By rights - and not just because of the kilos of cocaine he hoovered up during his time at the top of Hollywood's food chain - Evans should be dead. Four years ago this month he had a stroke (he was having a drink at the time with horror director Wes Craven and he chuckles at the memory that he "scared the shit out of the king of horror").
"I had three strokes in two days and every doctor said I'd die. It took me three years of therapy to learn to walk again. I couldn't pick up a fork for six months. Now I'm busier than ever.
"And," he adds almost as an afterthought, "I'm also making a movie of it."
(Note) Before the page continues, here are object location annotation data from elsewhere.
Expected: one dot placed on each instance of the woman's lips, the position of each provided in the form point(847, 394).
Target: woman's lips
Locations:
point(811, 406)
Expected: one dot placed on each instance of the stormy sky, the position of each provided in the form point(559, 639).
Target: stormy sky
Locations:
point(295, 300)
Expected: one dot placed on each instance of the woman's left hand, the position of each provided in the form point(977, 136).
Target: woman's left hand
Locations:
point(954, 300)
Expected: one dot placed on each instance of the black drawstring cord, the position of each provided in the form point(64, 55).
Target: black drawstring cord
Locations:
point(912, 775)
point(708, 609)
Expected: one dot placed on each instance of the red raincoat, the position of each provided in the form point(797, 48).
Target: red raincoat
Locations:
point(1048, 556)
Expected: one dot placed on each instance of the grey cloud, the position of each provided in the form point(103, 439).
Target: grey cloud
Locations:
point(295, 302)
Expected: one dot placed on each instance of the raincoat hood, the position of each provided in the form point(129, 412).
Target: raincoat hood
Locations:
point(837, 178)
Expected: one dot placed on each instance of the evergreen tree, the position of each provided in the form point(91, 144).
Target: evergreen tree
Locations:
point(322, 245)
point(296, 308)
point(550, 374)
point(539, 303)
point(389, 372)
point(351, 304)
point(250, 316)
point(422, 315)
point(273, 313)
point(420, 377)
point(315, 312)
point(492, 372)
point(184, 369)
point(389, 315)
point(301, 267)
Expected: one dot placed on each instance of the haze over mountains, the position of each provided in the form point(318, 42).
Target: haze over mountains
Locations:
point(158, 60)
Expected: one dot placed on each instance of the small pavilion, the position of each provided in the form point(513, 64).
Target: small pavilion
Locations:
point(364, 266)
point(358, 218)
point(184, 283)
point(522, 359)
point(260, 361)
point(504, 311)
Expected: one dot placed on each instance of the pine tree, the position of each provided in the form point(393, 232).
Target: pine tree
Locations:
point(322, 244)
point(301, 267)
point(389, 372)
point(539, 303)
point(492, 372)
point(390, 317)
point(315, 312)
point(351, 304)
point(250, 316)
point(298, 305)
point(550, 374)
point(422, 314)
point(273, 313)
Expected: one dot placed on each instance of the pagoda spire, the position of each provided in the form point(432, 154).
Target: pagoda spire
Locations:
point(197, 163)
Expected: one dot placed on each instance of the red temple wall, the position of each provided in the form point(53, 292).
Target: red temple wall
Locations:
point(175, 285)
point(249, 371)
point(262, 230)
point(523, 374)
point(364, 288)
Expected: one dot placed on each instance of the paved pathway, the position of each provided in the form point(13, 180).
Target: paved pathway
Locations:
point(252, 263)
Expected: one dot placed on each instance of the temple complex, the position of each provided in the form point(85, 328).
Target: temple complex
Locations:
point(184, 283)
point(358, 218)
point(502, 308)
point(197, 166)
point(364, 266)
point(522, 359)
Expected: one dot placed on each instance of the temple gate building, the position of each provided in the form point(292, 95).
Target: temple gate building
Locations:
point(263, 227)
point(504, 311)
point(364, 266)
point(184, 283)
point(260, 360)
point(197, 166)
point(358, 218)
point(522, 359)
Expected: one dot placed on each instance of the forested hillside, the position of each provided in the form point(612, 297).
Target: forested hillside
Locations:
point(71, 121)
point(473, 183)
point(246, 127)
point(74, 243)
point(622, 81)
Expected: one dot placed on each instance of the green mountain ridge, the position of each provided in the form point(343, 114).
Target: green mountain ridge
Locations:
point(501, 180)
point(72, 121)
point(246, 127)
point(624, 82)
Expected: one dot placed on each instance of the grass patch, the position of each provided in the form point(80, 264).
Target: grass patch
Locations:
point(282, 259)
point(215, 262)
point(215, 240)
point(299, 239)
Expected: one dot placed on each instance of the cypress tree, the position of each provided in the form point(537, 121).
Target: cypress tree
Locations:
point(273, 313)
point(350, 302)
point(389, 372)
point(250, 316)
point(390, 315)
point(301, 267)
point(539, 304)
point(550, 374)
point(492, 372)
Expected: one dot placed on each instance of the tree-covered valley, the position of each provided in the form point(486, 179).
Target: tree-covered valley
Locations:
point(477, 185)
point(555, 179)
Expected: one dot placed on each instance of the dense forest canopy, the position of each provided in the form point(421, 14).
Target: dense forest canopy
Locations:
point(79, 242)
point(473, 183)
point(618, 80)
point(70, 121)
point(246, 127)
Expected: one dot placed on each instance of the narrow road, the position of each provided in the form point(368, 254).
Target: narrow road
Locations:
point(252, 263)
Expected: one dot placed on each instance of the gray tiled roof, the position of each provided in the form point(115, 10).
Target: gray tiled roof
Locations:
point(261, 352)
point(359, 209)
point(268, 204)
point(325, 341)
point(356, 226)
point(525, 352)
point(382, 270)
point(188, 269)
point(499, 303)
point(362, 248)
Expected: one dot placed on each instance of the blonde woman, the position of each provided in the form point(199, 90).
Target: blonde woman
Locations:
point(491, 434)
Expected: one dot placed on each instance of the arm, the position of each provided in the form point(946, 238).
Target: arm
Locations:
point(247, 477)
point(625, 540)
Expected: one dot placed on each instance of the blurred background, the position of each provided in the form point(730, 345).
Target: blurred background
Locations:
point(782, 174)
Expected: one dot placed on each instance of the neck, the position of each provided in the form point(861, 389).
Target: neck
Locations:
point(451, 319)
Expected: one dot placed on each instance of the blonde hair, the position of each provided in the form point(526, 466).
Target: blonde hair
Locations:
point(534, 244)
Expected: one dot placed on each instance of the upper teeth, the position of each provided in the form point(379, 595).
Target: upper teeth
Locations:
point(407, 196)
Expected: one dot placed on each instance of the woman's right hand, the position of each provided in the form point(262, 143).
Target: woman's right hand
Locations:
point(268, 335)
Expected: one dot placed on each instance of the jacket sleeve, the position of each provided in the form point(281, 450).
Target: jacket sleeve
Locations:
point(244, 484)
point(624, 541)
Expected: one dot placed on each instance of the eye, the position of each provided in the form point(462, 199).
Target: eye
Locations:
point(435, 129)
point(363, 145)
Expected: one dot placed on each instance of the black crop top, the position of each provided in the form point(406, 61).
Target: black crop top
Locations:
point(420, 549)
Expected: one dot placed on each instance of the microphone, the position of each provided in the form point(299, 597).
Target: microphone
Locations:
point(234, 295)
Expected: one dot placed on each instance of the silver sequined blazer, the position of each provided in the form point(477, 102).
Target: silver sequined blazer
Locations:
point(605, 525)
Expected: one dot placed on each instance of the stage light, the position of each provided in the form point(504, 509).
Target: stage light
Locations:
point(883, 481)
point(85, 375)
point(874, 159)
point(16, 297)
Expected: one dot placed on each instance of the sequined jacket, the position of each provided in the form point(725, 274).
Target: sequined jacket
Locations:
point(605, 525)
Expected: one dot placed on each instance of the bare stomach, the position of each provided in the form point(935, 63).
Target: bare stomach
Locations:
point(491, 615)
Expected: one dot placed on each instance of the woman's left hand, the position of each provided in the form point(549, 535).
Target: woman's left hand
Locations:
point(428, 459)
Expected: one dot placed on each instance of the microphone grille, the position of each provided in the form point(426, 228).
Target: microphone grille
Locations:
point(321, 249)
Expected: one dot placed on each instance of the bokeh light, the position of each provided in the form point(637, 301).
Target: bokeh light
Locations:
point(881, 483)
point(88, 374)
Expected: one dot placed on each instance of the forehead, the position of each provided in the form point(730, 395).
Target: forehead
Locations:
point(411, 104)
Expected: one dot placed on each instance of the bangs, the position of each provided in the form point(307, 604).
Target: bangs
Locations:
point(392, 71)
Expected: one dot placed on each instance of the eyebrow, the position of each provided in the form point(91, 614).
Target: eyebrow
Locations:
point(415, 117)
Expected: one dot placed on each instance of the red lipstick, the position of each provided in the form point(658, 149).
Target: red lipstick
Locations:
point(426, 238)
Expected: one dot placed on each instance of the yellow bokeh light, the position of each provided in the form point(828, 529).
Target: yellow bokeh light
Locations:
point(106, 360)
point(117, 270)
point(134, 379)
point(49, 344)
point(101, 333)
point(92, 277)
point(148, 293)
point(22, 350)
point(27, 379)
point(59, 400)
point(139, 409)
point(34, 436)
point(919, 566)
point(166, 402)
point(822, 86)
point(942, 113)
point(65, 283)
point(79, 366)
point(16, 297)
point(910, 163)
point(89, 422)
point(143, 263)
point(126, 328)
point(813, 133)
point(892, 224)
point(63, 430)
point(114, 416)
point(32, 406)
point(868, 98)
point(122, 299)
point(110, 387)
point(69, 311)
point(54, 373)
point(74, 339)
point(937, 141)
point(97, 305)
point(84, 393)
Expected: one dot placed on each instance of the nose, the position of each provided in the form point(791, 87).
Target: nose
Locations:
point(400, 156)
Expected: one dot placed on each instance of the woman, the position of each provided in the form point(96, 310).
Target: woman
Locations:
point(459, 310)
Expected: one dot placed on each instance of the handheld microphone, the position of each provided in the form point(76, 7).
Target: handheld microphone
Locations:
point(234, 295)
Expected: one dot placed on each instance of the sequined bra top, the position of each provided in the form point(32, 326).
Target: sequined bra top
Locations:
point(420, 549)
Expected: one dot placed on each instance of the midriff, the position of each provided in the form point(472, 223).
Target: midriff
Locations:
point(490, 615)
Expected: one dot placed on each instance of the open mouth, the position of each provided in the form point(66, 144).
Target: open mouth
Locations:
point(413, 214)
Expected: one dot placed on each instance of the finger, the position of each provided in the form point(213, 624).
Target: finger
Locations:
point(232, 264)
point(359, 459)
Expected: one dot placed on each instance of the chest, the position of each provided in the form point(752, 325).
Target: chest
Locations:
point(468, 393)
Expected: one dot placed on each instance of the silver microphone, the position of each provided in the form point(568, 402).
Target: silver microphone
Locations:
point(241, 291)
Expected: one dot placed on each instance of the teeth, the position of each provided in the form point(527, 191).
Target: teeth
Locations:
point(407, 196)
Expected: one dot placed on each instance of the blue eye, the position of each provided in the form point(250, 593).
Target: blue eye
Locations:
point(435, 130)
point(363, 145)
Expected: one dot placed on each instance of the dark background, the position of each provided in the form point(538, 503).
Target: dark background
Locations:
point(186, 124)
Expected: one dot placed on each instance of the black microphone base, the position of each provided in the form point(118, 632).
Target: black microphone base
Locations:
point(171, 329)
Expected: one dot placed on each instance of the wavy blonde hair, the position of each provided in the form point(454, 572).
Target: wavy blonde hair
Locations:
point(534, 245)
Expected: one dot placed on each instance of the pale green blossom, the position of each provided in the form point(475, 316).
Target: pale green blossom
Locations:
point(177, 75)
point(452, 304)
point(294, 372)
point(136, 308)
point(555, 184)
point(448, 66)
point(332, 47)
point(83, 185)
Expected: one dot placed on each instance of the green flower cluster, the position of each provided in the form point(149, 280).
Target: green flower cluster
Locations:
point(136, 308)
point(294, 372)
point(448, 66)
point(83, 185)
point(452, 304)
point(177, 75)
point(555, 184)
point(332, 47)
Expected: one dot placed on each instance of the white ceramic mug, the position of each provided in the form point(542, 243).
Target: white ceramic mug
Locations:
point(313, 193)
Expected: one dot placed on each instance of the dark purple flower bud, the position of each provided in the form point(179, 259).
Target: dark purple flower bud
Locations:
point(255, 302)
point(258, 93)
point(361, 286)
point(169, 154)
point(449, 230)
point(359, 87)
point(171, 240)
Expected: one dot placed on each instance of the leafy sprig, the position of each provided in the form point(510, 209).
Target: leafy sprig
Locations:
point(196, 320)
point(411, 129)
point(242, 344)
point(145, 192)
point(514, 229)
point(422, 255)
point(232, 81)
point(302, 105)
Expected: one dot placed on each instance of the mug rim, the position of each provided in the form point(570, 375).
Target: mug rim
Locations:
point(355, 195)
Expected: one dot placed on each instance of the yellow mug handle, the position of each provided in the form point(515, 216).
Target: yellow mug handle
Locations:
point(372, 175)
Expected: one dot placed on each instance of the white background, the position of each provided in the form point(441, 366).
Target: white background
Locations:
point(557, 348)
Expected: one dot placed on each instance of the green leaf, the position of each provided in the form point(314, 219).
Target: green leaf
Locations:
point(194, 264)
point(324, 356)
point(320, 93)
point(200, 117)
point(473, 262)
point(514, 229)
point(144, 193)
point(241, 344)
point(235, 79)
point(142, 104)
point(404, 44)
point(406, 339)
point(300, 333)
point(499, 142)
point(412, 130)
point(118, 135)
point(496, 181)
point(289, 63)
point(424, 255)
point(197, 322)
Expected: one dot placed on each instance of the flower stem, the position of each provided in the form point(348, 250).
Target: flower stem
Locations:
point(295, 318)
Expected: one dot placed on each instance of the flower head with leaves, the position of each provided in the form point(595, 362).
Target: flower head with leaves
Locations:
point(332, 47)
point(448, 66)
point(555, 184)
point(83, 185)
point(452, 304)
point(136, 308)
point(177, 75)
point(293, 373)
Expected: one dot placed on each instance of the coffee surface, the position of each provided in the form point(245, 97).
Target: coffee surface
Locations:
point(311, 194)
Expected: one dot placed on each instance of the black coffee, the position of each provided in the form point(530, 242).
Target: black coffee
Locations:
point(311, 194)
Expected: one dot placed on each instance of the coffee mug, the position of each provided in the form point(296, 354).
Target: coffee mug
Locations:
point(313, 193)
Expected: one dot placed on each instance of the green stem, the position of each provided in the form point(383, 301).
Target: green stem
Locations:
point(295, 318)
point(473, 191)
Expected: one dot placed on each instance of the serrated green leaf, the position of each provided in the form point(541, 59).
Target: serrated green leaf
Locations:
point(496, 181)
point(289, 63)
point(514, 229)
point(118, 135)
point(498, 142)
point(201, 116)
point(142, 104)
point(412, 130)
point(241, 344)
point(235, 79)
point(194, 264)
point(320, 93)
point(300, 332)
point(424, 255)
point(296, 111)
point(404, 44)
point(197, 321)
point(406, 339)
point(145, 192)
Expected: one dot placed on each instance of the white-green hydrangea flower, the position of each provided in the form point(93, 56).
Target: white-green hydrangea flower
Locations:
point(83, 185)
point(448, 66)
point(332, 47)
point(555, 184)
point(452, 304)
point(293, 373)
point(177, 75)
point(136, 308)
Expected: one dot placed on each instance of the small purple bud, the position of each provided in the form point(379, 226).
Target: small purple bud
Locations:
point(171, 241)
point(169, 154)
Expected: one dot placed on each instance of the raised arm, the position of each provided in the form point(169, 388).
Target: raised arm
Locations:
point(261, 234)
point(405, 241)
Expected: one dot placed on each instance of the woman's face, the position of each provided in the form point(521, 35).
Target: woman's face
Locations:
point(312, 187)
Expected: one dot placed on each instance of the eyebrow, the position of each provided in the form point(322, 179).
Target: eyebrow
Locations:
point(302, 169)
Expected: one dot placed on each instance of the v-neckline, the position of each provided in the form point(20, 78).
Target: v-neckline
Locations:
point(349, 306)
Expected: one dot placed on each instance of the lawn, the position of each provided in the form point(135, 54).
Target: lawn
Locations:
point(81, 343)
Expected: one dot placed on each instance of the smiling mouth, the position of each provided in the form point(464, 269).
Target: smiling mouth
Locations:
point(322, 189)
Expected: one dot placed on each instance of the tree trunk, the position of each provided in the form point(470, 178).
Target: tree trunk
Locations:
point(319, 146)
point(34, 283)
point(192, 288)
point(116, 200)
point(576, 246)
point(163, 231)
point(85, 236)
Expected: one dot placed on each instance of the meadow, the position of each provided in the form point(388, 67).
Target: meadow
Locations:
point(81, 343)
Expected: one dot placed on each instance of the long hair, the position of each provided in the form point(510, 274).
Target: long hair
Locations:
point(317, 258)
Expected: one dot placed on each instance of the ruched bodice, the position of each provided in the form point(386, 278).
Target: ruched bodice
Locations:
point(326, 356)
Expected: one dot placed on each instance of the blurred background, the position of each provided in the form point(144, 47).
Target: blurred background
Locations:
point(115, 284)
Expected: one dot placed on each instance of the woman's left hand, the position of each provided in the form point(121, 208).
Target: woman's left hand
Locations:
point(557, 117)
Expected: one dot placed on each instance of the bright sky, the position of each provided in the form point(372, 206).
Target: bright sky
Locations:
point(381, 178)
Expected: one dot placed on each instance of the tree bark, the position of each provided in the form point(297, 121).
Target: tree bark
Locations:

That movie will be based on his second book of memoirs called, with gallows wit, The Fat Lady Sang. And it's only one of the projects that Evans, who will be 73 next month has in the works. He co-produced How To Lose A Guy In Ten Days, a romantic comedy which opens here next month and he's voicing an animated film in which he is the main character called Kid Notorious.
"I'll tell you this," he growls. "There's nobody else in the business who started out as a head of a studio and ended up as a cartoon."
Meantime he maintains his reputation as a ladies' man (he happily announces to anyone who'll listen that the strokes have not impaired his libido). His colourful love life has included affairs with Ava Gardner, Grace Kelly, Lana Turner, Cheryl Tiegs, Raquel Welch and Margaux Hemingway (he loves thinking about how much this last would burn up the woman's grandfather, Ernest) and his tally of wives - which includes Love Story star Ali McGraw - equals Henry VIII's.
"The current Mrs Evans" (that's how he puts it), 34-year-old Leslie Ann Woodward, has outlasted number five, actress Catherine Oxenberg, who stayed around nine days.
He regrets, he says, only one thing in his life: the second half.
"I was too cavalier. I pressed the edge too much and when you do that it comes back to bite you in the ass. My problem is that ever since I was a kid I made ink [attracted media attention] too much. The press has treated me wonderfully basically but when they turn against you and things go south you go really tropical, let me tell you that. And to point north ain't easy again."
Sure, he's had lucky breaks, such as being spotted on a hotel poolside by Norma Shearer and being cast in a movie on the spot.
"It's called being incident-prone," he says. "It's worked for me and against me. I bumped into a lady who ended up being a murderess. I had nothing to do with it. That's incident-prone.
"I got caught up in a cocaine bust where I was three thousand miles away. How could I be busted? My nose ain't that long.
"I've paid my dues and earned my dues. And lemme tell you something. It's a lot easier to watch it and read it than to live it."
* The Kid Stays in the Picture is screening at the Rialto.